6.14.2011

Momentos

(Damien Hirst, Souls, 2011)

Hay momentos de la vida
que exigen un cambio,
un llegar a más, sin saber a donde,
un precipicio.

Nadie es capaz de mirar al abismo,
nadie conoce el rostro de Dios,
no es más que un dejarse llevar, una creencia:
podemos y juntos somos todo.

El individualismo nos somete,
el egoismo nos engaña,
la soberbia nos corroe.

Somos hijos de Occidente
y esto es lo más difícil:
saber que ser humildes nos conduce a la victoria.

Después de todos estos de años de hegemonía,
de miles de años creyéndonos el centro
ahora sabemos
que dormir siempre es necesario
y que soñar la única salida.

Soñar que somos
más allá de nosotros el rostro
que nos mira,
el otro que nos acompleja con su amor,
que nos recibe con dureza y nos consuela.
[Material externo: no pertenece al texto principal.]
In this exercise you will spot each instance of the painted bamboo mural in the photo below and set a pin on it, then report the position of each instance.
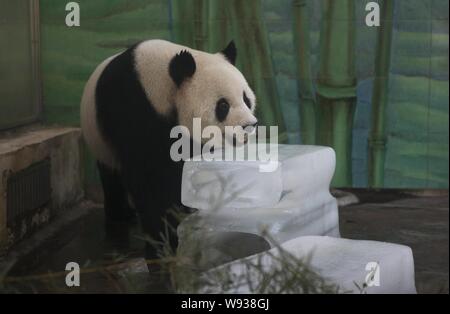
(336, 85)
(190, 23)
(220, 29)
(303, 69)
(255, 60)
(377, 139)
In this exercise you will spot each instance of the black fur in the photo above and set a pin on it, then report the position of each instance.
(230, 52)
(139, 137)
(181, 67)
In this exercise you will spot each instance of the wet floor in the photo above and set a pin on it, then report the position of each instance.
(421, 223)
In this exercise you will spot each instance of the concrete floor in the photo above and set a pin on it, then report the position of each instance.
(419, 222)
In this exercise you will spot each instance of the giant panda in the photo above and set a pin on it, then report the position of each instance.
(130, 104)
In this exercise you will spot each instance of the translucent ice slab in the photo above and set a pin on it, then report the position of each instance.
(383, 267)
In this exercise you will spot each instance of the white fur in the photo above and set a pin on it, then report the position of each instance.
(214, 78)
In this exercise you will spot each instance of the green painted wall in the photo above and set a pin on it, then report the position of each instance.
(417, 107)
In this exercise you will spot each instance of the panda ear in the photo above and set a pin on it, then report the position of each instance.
(182, 67)
(230, 52)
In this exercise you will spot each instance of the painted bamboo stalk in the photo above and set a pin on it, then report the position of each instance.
(182, 22)
(200, 8)
(304, 78)
(377, 138)
(336, 85)
(220, 28)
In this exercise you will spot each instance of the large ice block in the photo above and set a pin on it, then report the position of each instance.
(307, 170)
(381, 267)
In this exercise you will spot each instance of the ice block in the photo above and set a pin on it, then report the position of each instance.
(223, 185)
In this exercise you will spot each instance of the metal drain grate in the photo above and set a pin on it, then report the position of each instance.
(28, 190)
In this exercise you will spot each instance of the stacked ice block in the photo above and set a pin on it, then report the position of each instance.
(291, 201)
(238, 204)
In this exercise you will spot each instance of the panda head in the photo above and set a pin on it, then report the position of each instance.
(210, 87)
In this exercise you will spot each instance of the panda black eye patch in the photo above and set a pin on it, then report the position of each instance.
(247, 101)
(222, 109)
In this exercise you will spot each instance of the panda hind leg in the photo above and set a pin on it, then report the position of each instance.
(117, 208)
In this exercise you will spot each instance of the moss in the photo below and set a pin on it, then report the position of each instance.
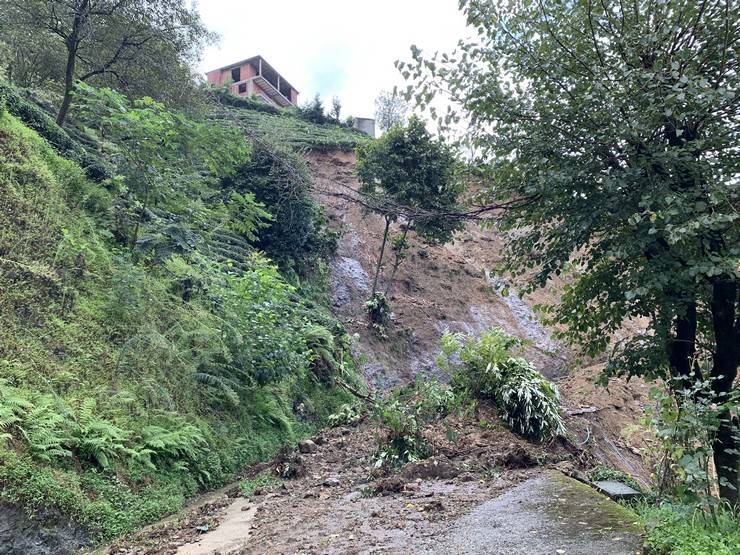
(585, 505)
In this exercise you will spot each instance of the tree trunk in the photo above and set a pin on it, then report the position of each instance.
(724, 371)
(682, 348)
(396, 262)
(72, 43)
(382, 252)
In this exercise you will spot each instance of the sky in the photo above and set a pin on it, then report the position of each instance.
(332, 47)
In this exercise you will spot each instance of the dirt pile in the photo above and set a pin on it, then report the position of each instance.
(436, 288)
(336, 508)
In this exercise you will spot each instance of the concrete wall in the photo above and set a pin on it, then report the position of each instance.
(219, 77)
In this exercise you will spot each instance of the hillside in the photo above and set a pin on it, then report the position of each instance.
(133, 378)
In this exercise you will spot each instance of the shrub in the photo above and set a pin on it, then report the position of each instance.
(402, 440)
(279, 180)
(685, 424)
(682, 530)
(379, 310)
(37, 119)
(484, 369)
(348, 414)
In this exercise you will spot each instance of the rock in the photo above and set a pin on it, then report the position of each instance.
(47, 533)
(289, 464)
(307, 446)
(392, 484)
(332, 482)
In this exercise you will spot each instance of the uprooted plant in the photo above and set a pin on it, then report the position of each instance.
(403, 414)
(484, 369)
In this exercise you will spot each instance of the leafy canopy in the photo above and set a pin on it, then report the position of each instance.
(612, 133)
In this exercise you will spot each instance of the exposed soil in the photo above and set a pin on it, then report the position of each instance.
(337, 508)
(436, 288)
(330, 505)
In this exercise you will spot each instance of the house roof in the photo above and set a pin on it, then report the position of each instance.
(255, 60)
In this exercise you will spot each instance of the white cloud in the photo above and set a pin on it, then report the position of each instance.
(333, 47)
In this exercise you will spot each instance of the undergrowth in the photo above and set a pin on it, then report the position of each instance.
(135, 375)
(674, 529)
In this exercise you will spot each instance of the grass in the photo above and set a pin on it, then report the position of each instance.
(286, 128)
(84, 324)
(262, 481)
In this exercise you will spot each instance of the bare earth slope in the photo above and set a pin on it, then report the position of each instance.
(484, 488)
(436, 288)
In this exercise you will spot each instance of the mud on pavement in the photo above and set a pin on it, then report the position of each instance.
(330, 506)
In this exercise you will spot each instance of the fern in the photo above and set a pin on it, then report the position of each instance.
(96, 440)
(43, 428)
(221, 385)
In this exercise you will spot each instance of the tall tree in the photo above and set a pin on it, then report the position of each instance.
(615, 127)
(408, 174)
(118, 42)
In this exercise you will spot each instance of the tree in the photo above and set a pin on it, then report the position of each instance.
(163, 156)
(336, 109)
(409, 174)
(611, 131)
(390, 109)
(135, 44)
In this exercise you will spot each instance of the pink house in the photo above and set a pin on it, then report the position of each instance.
(255, 76)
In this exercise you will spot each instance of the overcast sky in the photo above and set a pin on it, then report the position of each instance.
(333, 47)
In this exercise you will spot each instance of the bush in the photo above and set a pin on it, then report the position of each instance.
(484, 369)
(279, 180)
(38, 120)
(402, 440)
(379, 310)
(682, 530)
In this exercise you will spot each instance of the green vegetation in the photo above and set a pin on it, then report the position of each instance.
(409, 175)
(148, 351)
(402, 415)
(609, 136)
(681, 530)
(285, 126)
(484, 369)
(143, 47)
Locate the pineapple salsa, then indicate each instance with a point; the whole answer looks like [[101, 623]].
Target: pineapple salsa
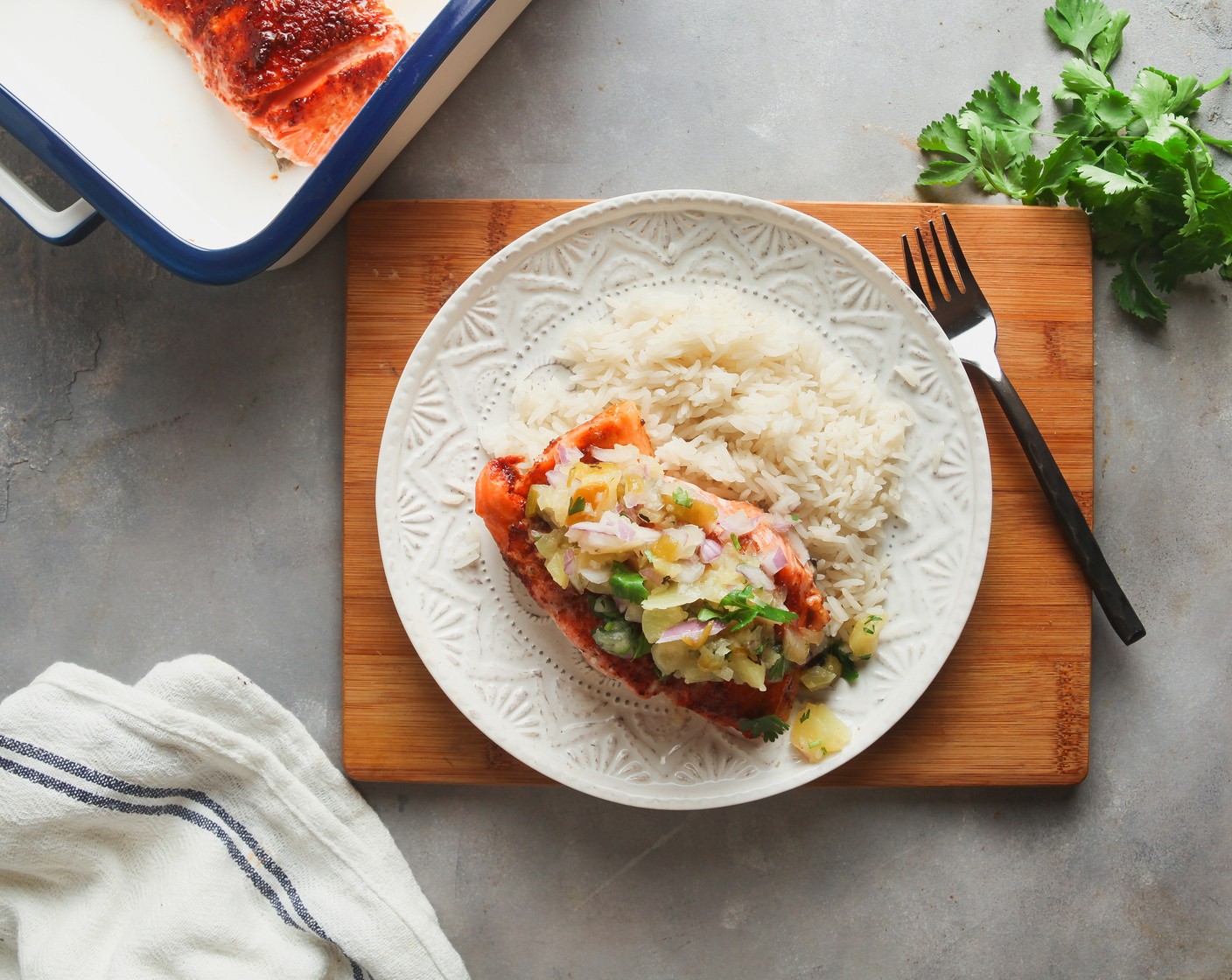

Saber llegar a ser, ya lo dijo Nietszche,
lo perdimos después de Sócrates.
Ahora toca reescribir toda la historia
de acuerdo a otros principios que nos son ajenos.

El camino se hace leche,
la duda corre por dentro,
pero triunfará el amor
y no nos arrepentiremos.

Nadie dijo que el camino fuera fácil,
pero por eso creemos,
porque somos lo que no somos:
agujeros enlatados
a punto de estallar.

Rompamos esa coraza,
desliguémonos de nuestros efímeros cuerpos,
hagamos el amor hasta extasiarnos.

Porque uno delante del otro
somos una mariposa en busca de calor,
que no sabe a donde va
ni decide lo que quiere.



....

1 comentarios:

Aida Heim ha dit...

Vamos a soñar y hagámoslo juntos! Que al sentir el calor de los cuerpos cerca los unos de los otros sintamos también el calor de las almas...Ellas todo pueden encenderlo.